Cuando un país debe abrir su economía, empieza a transitar por una amplia autopista en la cual, las reglas para circular en ella deben ser aceptadas por el recién incorporado.
Uno de los resultados de la aceptación y cumplimiento de aquéllas, es que a medida que el país que decidió tomar dicha autopista eleva la velocidad, y toma las curvas cada vez con mayor confianza por la destreza adquirida al volante del nuevo vehículo, se parece más a los demás países que junto con él, buscan llegar primero a las diferentes metas que de tiempo en tiempo aparecen en la ruta.
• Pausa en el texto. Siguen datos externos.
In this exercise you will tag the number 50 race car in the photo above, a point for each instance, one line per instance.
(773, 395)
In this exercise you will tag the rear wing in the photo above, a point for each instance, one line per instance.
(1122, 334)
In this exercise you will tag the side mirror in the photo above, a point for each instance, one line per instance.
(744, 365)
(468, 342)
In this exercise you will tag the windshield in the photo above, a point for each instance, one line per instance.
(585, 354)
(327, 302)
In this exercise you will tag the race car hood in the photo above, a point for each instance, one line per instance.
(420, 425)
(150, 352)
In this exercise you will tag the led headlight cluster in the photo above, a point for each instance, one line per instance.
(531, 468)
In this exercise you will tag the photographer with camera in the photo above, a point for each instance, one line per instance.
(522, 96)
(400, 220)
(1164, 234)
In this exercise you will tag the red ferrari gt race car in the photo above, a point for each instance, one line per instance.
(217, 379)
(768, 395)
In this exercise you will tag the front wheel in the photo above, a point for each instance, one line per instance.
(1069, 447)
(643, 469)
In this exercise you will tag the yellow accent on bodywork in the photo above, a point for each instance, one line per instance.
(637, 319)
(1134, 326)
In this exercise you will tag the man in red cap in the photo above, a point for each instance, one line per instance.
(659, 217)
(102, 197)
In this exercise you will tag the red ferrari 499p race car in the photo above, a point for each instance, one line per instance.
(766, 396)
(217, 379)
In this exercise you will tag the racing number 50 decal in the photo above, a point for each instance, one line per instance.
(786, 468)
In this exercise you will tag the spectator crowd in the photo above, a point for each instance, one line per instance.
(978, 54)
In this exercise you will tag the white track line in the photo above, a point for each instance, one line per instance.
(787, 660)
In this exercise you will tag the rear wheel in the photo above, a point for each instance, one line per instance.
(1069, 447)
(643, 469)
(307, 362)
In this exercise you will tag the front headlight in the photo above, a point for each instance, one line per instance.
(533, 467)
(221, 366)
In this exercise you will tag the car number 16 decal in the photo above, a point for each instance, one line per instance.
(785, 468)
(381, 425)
Si bien al principio cada uno escoge su propio automóvil —el cual fue pintado y decorado de acuerdo con los gustos de cada país—, los elementos fundamentales del motor que los impulsa son, básicamente, los mismos.
Si bien hay unos de mayor cilindrada que otros, nadie de los que recorren la autopista de la globalidad está impedido a adquirir uno de esos potentes motores. Incluso, de ser su deseo, poco a poco puede cambiar la pintura y decoración del vehículo para, si así le conviene, parecerse a los modelos más llamativos.
En la autopista de la globalidad, unos van a velocidades que quizás para algunos pudieren parecerles de alto riesgo pero, ahí hay libertad total, siempre y cuando las reglas generales sean respetadas.
En los altos en el camino que tanto en tanto son obligatorios, los pilotos intercambian experiencias y opiniones; si bien al principio las lenguas en las cuales se comunican son muchas, a medida que se conocen convergen en unas cuantas; esto, en modo alguno tiene la idea de controlar al otro piloto sino facilitar la comunicación.
También, detalle no menor en esto de la convergencia, un observador externo y ajeno a la circulación en dicha autopista (pues él prefirió, en la ocasión que se le invitó a circular por la autopista, hacer su recorrido en la vieja y angosta carretera “libre” que conoce desde tiempo inmemorial pues ahí no paga cuota alguna), concluiría que todos los pilotos son del mismo equipo.
De lejos, todos los autos le parecen iguales y los colores escogidos, dice, son también similares; además, los pilotos se parecen, pues hablan y gesticulan como si fueren amigos desde siempre.
Para los que conducen un auto en la autopista, la actitud de aquél les parece un tanto rara, por decir lo menos. No entienden cómo, alguien que conduce un vehículo destartalado y en pésimas condiciones mecánicas, prefiere circular por una carretera angosta cuyas curvas y peraltes ponen en riesgo su vida.
El argumento que el invitado ofreció para no entrar a la autopista de la globalidad, fue que en su carreterita no paga cuota alguna; además, comprar un vehículo nuevo y tener que aprender a manejarlo bajo nuevas y estrictas reglas, no era algo a lo que estaba dispuesto a hacer. Afirmó, convencido, que él era único, diferente a ellos; alegó, que si lo querían ver en su moderna autopista, debían permitirle manejar su vieja carcacha bajo su Reglamento de Tránsito.
Vayamos ahora a nuestra realidad, y trate de empatar lo que digo en los párrafos anteriores con nuestra inclinación, profundamente arraigada, de querer seguir al volante de una vieja carcacha en una peligrosa carretera de dos carriles.
¿Le parece que lo visto estos días en el Congreso, es como seguir manejando una carcacha en una carretera angosta, y en sentido contrario al de los bólidos que van por la autopista de la globalidad?